Los que conocen algo acerca de la historia de la Primera Guerra recordarán al famoso “Batallón Perdido” de la 77ª división americana, que en 1918, en los bosques de Argonne, en Francia, quedó en medio de un fuego cruzado que arrasó con casi todos sus integrantes. En medio de semejante infierno, en el que se recibía el ataque de los alemanes y también el fuego amigo de los propios aliados que desconocían la ubicación del escuadrón, ya casi no había más esperanzas que morir. Entre algunos otros, a cargo de estos hombres estaba el Mayor Charles Whittlesey, que sabía que ya no había ni alimentos ni municiones, y que todos los sistemas de radio estaban inutilizados. Pasaron días en los que los superiores no encontraban el modo de dar aviso a su regimiento de que ese fuego debía cesar inmediatamente. Desmayado por el sueño y el cansancio, en medio de los silbidos de los proyectiles y del terror de las granadas, Whittlesey tuvo una visión, una especie de sueño en el que veía a una paloma en el cielo, volando en dirección a las trincheras. Despertó eufórico y se acordó de que al escuadrón todavía le quedaban dos de las palomas mensajeras que estaban entrenadas para llevar mensajes a la base.

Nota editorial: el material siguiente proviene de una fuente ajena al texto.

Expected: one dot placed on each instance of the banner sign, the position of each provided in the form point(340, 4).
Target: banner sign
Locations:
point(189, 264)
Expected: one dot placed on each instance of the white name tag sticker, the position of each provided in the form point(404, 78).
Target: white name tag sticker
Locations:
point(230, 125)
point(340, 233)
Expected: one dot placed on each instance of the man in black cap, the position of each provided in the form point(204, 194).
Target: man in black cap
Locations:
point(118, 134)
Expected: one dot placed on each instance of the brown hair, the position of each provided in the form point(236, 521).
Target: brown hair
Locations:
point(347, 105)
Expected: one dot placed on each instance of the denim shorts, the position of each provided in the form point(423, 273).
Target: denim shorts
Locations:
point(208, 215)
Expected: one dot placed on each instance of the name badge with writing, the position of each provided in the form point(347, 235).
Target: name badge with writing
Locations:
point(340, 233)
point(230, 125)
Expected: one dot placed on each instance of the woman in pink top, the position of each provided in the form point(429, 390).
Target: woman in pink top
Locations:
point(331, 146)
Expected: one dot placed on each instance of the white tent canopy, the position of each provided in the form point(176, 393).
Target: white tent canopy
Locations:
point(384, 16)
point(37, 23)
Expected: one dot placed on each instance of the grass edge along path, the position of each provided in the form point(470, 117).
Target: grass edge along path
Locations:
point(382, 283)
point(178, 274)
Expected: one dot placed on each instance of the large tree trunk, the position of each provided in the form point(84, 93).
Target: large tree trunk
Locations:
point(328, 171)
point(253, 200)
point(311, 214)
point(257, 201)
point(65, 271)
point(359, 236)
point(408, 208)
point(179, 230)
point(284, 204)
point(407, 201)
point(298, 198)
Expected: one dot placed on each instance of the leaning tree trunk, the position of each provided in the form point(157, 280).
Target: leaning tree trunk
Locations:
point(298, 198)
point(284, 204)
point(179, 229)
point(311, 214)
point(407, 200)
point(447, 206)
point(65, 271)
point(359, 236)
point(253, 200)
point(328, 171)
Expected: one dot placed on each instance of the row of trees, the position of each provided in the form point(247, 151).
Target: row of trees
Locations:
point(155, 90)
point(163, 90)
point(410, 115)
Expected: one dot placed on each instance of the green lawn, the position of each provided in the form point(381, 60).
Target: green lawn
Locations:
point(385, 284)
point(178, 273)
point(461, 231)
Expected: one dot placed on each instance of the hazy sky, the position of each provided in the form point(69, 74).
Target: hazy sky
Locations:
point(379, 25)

En el sector del palomar, una cajita de madera con alambres todavía contenía a las dos únicas esperanzas. Whittlesey redactó nerviosamente el mensaje y lo alojó en el anillo de una de las patas. El animal intentó ganar altura entre la furia de los disparos alemanes que buscaban a la paloma, pero una de las balas le dio en el pecho, y cayó varios metros más adelante. Ahora solo quedaba una última esperanza; el Mayor repitió el procedimiento, soltando al ave unos metros más hacia el este. Si bien este segundo mensajero recorrió un trayecto mucho mayor, no pudo escapar a la cortina de disparos y cayó allá adelante, fuera del alcance de la vista, como un bulto inerte y liviano.
Whittlesey cayó de rodillas, confundido por la desesperación, cuando uno de sus hombres lo tomó de los hombros:
–Señor, hay un tercer mensajero. ¡Tenemos otra mensajera!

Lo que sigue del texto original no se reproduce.